As part of his rebuilding plan, he took 2522 cartloads of marble from the Colosseum, which at that time was used basically as a quarry. The Colosseum has been barely mentioned here, and you might be interested to know what the Middle Ages thought of this great Roman wonder...next time.

Monday, June 12, 2023

The Medieval Slave Trade, part 4

(Parts one, two, and three.)

There are several parables in the New Testament that are set in the context of a slave-master situation. They all are meant to offer a lesson, but that lesson is never that slavery is a bad thing. In Paul's letters, for example, slaves are told to obey their masters, and masters are told to be kinder to their slaves.

In Galatians 3:28, Paul says "There is neither Jew nor Greek, slave nor free, male nor female, for you are all one in Christ Jesus." In fact, Paul's admonishment is not because he wants the slave treated well; it is because he wants the master to remain pure in the eyes of God. After all, when in Gethsemane Jesus' disciple uses a sword to cut the ear off a slave, Jesus does not restore the ear and heal the slave. Instead, Jesus warns the swordsman about his own fate, that "he who lives by the sword shall die by the sword." Although the slave and the free man are to be considered the same spiritually in God's eyes, the existence of slavery is accepted as a social and cultural norm.

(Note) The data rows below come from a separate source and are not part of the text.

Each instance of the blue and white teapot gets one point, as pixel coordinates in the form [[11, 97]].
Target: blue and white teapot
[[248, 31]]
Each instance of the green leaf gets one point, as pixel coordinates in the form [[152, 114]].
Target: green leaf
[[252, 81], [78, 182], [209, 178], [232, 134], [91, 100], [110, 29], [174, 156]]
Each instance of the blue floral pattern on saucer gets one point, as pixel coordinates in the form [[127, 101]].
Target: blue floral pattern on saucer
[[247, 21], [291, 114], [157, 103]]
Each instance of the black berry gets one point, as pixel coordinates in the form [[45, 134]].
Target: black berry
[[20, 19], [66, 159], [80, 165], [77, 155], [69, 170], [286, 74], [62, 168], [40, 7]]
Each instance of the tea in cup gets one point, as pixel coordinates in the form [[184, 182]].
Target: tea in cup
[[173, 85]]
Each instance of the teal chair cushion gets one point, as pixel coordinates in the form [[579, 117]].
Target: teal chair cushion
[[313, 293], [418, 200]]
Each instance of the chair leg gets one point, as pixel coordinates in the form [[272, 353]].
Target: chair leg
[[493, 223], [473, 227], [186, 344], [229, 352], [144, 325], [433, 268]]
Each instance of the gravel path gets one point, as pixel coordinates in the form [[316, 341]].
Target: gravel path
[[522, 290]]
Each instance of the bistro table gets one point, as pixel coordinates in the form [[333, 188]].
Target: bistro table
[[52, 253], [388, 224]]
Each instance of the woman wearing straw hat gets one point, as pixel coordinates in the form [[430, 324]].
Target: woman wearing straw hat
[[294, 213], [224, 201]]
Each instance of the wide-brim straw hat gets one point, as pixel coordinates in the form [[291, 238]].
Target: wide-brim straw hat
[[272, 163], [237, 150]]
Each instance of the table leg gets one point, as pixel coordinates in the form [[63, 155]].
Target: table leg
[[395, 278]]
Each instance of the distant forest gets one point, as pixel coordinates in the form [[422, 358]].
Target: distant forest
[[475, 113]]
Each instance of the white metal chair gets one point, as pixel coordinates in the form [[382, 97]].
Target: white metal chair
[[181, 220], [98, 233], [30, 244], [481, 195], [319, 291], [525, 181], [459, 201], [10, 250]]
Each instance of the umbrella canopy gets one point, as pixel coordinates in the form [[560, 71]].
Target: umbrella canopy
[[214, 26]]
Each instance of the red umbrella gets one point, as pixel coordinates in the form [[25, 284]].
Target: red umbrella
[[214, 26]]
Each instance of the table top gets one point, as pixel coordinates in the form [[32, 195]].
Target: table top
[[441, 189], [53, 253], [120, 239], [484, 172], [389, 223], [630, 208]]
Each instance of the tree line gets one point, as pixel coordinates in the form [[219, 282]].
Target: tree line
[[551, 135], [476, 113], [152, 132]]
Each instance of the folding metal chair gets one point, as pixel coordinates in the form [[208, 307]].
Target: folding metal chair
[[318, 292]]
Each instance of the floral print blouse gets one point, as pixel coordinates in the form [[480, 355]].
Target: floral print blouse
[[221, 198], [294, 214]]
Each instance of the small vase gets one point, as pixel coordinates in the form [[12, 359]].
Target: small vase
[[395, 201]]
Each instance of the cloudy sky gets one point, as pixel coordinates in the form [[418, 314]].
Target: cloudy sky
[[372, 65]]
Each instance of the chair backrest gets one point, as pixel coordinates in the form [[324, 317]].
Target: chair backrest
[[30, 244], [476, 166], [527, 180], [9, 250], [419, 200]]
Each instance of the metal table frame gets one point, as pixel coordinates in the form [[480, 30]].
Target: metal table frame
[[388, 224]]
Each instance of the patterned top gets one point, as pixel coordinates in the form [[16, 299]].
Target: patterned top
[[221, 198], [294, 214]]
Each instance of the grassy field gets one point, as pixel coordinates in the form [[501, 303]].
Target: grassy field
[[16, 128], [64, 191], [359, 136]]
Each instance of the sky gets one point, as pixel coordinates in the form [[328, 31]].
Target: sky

If the slave was Christian, that is. Non-Christians held as slaves by Christians were fair game in the Middle Ages, even as popes discouraged enslavement of co-religionists, as did the leaders of Jews and Muslims. This left Northern European pagans and black-skinned Africans as a source of slaves for all three "people of the book."

Popes such as Nicholas V began to justify slavery to allow the capture and use of Saracens, pagans, and other "enemies of Christ." One justification was the Curse of Ham. Ham, son of Noah, saw his father drunk and naked; Noah cursed Ham's offspring to be a servant of servants for Noah's other descendants. There is no indication that Ham's offspring were cursed with darkened skin, but the Curse of Ham was applied to Africans to explain their difference. (This was also used in 19th century North America to justify the existence of American slavery.)

Even Thomas Aquinas accepted slavery as a part of a world that had been tainted by Original Sin.